When most people think of eels, they immediately turn their thoughts to the ocean. Perhaps, even, to the “electrical” variety. But there was a time in this country when eels inhabited nearly every river and stream east of the Mississippi. The American eel spawns in a region of the Atlantic Ocean called the Sargasso Sea. In its larval phase, it’s carried by ocean currents to the Eastern U.S. coast.
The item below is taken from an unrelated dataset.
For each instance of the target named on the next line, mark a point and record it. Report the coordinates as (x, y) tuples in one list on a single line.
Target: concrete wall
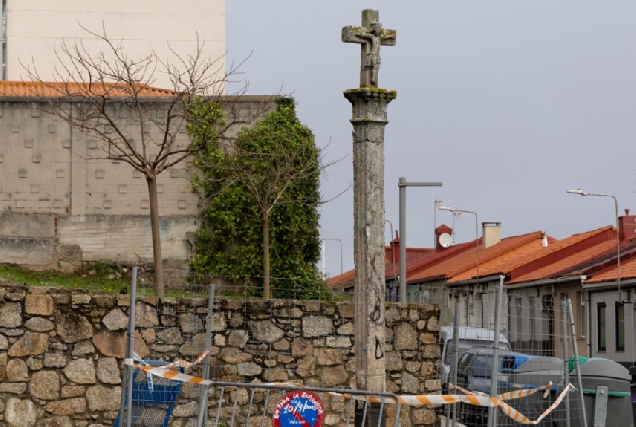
[(61, 353), (35, 28), (610, 297), (55, 192)]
It matures along the way and, upon reaching South Carolina, or Maryland, or the St. Lawrence Seaway, it is able to swim up into freshwater environments to live out most of its adult life.
This makes the eel, catadromous – in a reverse of the salmon life history, it makes its pilgrimage to be born and to die out at sea, rather than at the headwaters of a freshwater river.
The American eel was once a staple food of native Great Lakes tribes and it’s estimated that the eel once made up nearly half the fish biomass in Lake Ontario.
But the most prolific fish no one’s ever heard of is now a rare sight in any U.S. waters. A recent story in the Chesapeake Bay Journal explains why.
Another good story from our neighbors up north ran a few years ago in the Canadian magazine, The Walrus.
A cliche among stories of endangered organisms is that “you don’t know what you’ve got til it’s gone.” The story of the American eel may unfortunately be one where no one ever knew what they had.